Planet Earth Decision Theater
Through the Planet Earth Decision Theater project, the Science Museum of Minnesota and its partners will upgrade the museum's current SOS exhibit with new SOS learning experiences, produce for the SOS community a new SOS film about the role of humans as the dominant agents of global change and two new presenter-led SOS programs based on the film with one version utilizing an audience feedback mechanism called iClickers. SMM also will complement its Planet Earth Decision Theater and the Maryland Science Center's SOS exhibit with the addition of Rain Table (a new interactive scientific visualization platform) at both locations to further reinforce the Anthropocene messages of the new SOS film and programs. SMM will conduct extensive evaluations of the new SOS film, programs and Rain Tables.
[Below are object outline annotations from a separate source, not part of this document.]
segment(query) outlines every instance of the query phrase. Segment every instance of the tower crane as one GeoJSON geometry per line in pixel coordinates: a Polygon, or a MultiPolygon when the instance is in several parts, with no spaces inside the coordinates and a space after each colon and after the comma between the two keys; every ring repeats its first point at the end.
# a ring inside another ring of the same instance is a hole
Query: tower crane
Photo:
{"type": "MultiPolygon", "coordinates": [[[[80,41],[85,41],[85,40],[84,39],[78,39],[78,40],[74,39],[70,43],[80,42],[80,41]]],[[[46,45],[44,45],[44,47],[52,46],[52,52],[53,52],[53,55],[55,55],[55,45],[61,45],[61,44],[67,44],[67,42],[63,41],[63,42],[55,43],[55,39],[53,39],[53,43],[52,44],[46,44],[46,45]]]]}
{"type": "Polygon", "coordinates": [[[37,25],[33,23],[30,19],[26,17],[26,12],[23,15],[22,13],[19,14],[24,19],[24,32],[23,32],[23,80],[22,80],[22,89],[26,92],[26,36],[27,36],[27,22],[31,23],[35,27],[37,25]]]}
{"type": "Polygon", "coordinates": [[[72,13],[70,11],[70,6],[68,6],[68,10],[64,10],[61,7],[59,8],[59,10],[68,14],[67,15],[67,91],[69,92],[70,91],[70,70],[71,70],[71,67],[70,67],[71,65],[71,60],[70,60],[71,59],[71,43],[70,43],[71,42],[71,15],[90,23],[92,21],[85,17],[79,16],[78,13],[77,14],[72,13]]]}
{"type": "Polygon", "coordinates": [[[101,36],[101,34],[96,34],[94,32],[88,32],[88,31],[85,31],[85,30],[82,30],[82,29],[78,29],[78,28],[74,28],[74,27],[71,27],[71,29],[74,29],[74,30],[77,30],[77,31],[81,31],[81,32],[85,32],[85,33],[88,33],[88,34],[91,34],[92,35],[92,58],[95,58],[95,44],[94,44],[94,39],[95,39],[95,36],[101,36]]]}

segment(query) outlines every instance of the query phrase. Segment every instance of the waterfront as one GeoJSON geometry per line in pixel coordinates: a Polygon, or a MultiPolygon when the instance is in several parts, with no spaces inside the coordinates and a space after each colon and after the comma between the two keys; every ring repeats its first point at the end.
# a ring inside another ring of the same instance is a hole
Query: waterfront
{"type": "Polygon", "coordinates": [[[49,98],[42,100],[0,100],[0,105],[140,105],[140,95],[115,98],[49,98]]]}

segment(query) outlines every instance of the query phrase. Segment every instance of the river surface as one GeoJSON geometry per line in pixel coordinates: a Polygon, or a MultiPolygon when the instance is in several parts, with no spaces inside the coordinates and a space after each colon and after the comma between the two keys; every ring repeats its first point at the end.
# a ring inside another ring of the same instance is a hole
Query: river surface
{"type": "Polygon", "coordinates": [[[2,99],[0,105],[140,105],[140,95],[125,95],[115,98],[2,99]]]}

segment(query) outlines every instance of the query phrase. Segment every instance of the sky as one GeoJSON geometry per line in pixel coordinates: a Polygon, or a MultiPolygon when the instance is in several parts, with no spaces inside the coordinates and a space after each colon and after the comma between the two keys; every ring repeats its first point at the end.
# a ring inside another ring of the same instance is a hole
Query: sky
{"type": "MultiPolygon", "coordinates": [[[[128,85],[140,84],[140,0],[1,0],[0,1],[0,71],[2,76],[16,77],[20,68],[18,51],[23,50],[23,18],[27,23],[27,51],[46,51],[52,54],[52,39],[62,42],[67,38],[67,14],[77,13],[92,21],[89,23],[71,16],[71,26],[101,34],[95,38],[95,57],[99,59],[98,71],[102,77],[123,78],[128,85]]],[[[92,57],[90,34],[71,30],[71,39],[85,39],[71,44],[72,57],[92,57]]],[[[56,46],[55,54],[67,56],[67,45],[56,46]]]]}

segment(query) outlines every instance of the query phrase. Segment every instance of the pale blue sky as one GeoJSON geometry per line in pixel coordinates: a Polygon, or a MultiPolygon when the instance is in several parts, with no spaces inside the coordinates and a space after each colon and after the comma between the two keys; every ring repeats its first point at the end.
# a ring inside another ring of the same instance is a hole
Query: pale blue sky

SMM's partners on this project include the NOAA Environmental Visualization Lab, University of Minnesota's National Center for Earth-surface Dynamics, University of Minnesota's Antarctic Geospatial Information Center, University of Minnesota's Institute on the Environment, Maryland Science Center, Oregon Museum of Science and Industry, Institute for Learning Innovation, George Mason University's Center for Climate Change Communication, and the Electronic Visualization Laboratory at University of Illinois-Chicago.
Families by the Seaside: Building Community-based Outdoor Ocean Science Learning Experiences
This 2-year program will advance the way informal ocean science education institutions reach underserved/underrepresented families by facilitating and formalizing relationships between informal science education centers and community based organizations. Project teams in five New England communities will collaborate to create a practicable, outdoor ocean-science learning experience specifically designed for families in their shared service area. Building on a needs assessment produced through target-audience focus groups, the program will combine coastal field experiences with web-based interactive and participatory learning activities developed and tested by the Encyclopedia of Life (EOL; www.eol.org/) and the Northeast Regional Association for Coastal and Ocean Observing Systems (NERACOOS) to support in-field and ongoing learning. Science content will be informed and vetted by NOAA research scientists and work between the science centers and community organizations will be professionally facilitated. Formats and effectiveness will be evaluated by external evaluators and revised throughout the project.